Come winter on the prairie and as far as you can see,
Snow makes a great white blanket across the endless prairie sea,
Pa gets the big sleigh from the barn and greases up the blades,
To make the pulling easier for the horses, on the grades.
Mama takes out the oldest blankets, that help to keep us warm,
Pa checks the sleigh most carefully, to keep us all from harm.
Then snug in mittens, scarves and coats that mama made from wool,
Pa takes us every morning to our little country school.
He stays a while to help our teacher fill the old wood bin,
She thanks him with a curtsy, brings out the gentleman in him.
We students hang our coats and things in the cloak room at the back,
And teacher claps her hands and says, “Since Christmas’s coming that—
Today we’re going to decorate a tree that kind Mr. Mc Clune
Went up north to get for us and will bring it to us soon,
For now we’ll all make popcorn garlands and chains of colored paper,”
And from a box she lifts up a silver star—nothing had escaped her.
No reading, writin’, rithmetic, no studying today!
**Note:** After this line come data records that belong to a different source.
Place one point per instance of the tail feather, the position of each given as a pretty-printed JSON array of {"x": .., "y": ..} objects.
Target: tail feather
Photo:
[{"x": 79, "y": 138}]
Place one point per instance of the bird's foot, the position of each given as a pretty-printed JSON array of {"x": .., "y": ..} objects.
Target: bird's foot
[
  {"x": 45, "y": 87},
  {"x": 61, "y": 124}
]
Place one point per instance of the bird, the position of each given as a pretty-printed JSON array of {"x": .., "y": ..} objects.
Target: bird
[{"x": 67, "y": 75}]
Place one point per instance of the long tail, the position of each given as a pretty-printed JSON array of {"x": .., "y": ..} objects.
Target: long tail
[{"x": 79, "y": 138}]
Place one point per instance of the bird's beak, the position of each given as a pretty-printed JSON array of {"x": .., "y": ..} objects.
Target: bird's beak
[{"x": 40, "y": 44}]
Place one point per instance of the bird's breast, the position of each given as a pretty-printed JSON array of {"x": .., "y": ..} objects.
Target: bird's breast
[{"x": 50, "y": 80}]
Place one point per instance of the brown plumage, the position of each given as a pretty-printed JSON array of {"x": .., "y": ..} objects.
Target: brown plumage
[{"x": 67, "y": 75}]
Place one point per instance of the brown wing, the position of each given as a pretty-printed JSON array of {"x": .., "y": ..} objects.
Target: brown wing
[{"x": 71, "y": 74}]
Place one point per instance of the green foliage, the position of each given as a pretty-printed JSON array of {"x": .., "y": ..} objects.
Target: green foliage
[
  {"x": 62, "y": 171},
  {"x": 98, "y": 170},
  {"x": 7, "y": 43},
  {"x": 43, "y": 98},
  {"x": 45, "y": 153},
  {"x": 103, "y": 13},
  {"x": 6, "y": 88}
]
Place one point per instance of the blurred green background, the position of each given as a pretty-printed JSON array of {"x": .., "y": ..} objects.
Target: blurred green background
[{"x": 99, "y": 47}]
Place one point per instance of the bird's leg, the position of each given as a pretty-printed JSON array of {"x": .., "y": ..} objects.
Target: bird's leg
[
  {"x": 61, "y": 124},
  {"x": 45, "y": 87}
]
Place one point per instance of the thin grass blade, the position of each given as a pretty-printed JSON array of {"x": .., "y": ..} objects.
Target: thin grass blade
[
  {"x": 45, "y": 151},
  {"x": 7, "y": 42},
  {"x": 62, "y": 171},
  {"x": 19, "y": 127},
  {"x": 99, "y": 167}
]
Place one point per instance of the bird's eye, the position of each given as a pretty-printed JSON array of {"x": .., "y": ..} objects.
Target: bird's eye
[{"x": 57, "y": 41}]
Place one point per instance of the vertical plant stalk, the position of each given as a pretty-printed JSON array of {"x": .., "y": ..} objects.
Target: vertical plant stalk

We’re going to decorate a tree and enjoy a day of play;
On Christmas Eve our families will come to see the tree,
And Santa will come and give us each a bag of candy, free!
“Tain’t no Santa,” One of the big boys in the back row shouted out,
The little girls in front began to shriek and cry and pout;
My younger sis is with the little girls that were in tears.
I knew I had to do something to take away their fears.
“You take that back!” I said with fists clenched, ready for a fight,
When teacher intervened and said “Now, boys, this isn’t right.
On Christmas we all celebrate the birth of Christ the King,
George, you say you’re sorry and we’ll all forget this thing.”
Then teacher told a story, while we cut and pasted rings,
As we made a garland for our tree, she told of many things,
Of the birth of one small baby, in a manger far away,
And how folks far away and near remember Him on this day.
She told about Saint Nicholas who filled the wooden shoes,
Of all the good Dutch boys and girls to remember this Good News,
She said how now, we all remember Jesus in this way,
And all of us remember Him on every Christmas Day.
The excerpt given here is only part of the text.